In such a world, it is not hard to envisage a new kind of class conflict that extends beyond the traditional Marxist conflict between low-wage workers and better-educated owners. More than 82% of millennials fear AI will reduce their pay, and they are right to be worried. “We may be at the peak of the need for knowledge workers,” Atif Rafiq, a former chief digital officer at McDonald’s and Volvo, recently warned. “We just need fewer people to do the same thing.” As if to illustrate his point, tech firms such as Meta and Lyft have already announced major cutbacks in their white-collar workforce, while IBM has paused hiring to assess how many mid-level jobs can be replaced by AI.

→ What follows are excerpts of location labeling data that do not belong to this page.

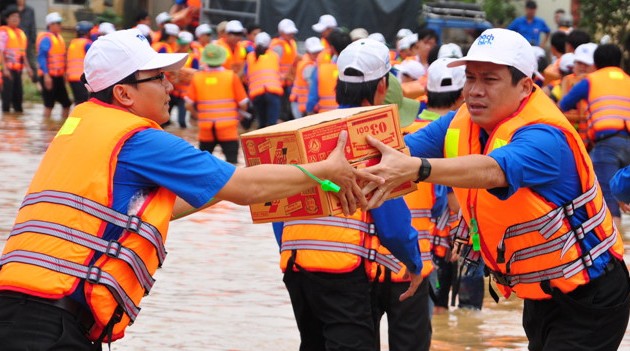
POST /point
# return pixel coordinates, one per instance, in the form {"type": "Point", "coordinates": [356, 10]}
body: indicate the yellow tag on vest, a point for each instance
{"type": "Point", "coordinates": [69, 126]}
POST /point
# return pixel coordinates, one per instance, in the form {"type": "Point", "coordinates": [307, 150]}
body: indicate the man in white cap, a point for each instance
{"type": "Point", "coordinates": [329, 289]}
{"type": "Point", "coordinates": [531, 203]}
{"type": "Point", "coordinates": [285, 46]}
{"type": "Point", "coordinates": [51, 59]}
{"type": "Point", "coordinates": [606, 93]}
{"type": "Point", "coordinates": [91, 230]}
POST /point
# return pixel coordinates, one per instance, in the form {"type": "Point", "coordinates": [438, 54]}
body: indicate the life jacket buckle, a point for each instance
{"type": "Point", "coordinates": [113, 249]}
{"type": "Point", "coordinates": [133, 224]}
{"type": "Point", "coordinates": [94, 275]}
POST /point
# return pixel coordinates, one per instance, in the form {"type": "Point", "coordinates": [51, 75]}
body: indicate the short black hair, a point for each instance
{"type": "Point", "coordinates": [353, 94]}
{"type": "Point", "coordinates": [558, 41]}
{"type": "Point", "coordinates": [607, 55]}
{"type": "Point", "coordinates": [578, 37]}
{"type": "Point", "coordinates": [443, 100]}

What this means more broadly isn’t tricky to discern: a once-rising class that often embraced the oligarchy’s ideas now faces the same kind of marginalisation experienced by less-educated workers for generations. And it is not unreasonable to conclude this could eventually divide the current political alliance between progressively minded professionals and the AI-enhanced elite. Perhaps the most visible example of this is the writers and actors strike — drawn from a class traditionally aligned with the oligarchs — currently underway in America, where AI threatens to make the manufacturing of entertainment largely redundant.

Indeed, tech executives are already planning for the emergence of a vast, unproductive class made largely redundant by AI and robotics. After interviewing 147 digital company founders, the technology journalist Gregory Ferenstein has concluded that an “increasingly greater share of economic wealth will be generated by a smaller slice of very talented or original people”, while everyone else comes to rely on gig work and government aid. This is reflected in support for universal basic income by a number of leading tech oligarchs — Mark Zuckerberg, Elon Musk, Travis Kalanick (former head of Uber), and AI guru Sam Altman (CEO of Open AI).

Of course, many might wonder what is wrong with this. Already, roughly half of all Americans support the idea of a guaranteed basic income of about $2,000 a month if robots put them out of work. UBI enjoys even stronger support in most European countries, particularly among younger people. Further east, the popular Japanese Marxist philosopher Kohei Sato sees re-distribution as a way to as achieve the green goals of “degrowth” and “net zero” without devastating the masses.

Yet if history is our guide, such intellectual circles are surely plagued by a certain naiveté. In every stage of capitalism, the ruling class has offered promises of welfare and support. And in every stage of capitalism, they have only done so with the intention of strengthening their own position.

What is different this time, though, is that there is one class of worker who remains capable of opposing this neo-feudal structure: those with hands-on yet skilled jobs, such as the engineers refusing to work at Intel’s new semiconductor facility in Ohio. After all, even the infrastructure for AI requires tactile skills, and, as a result, technically capable blue-collar workers still have leverage and can shut down the whole infrastructure. This same class of skilled artisans were at the vanguard of the rise of democratic capitalism. Two centuries later, they may be our best hope for resisting a very different revolution.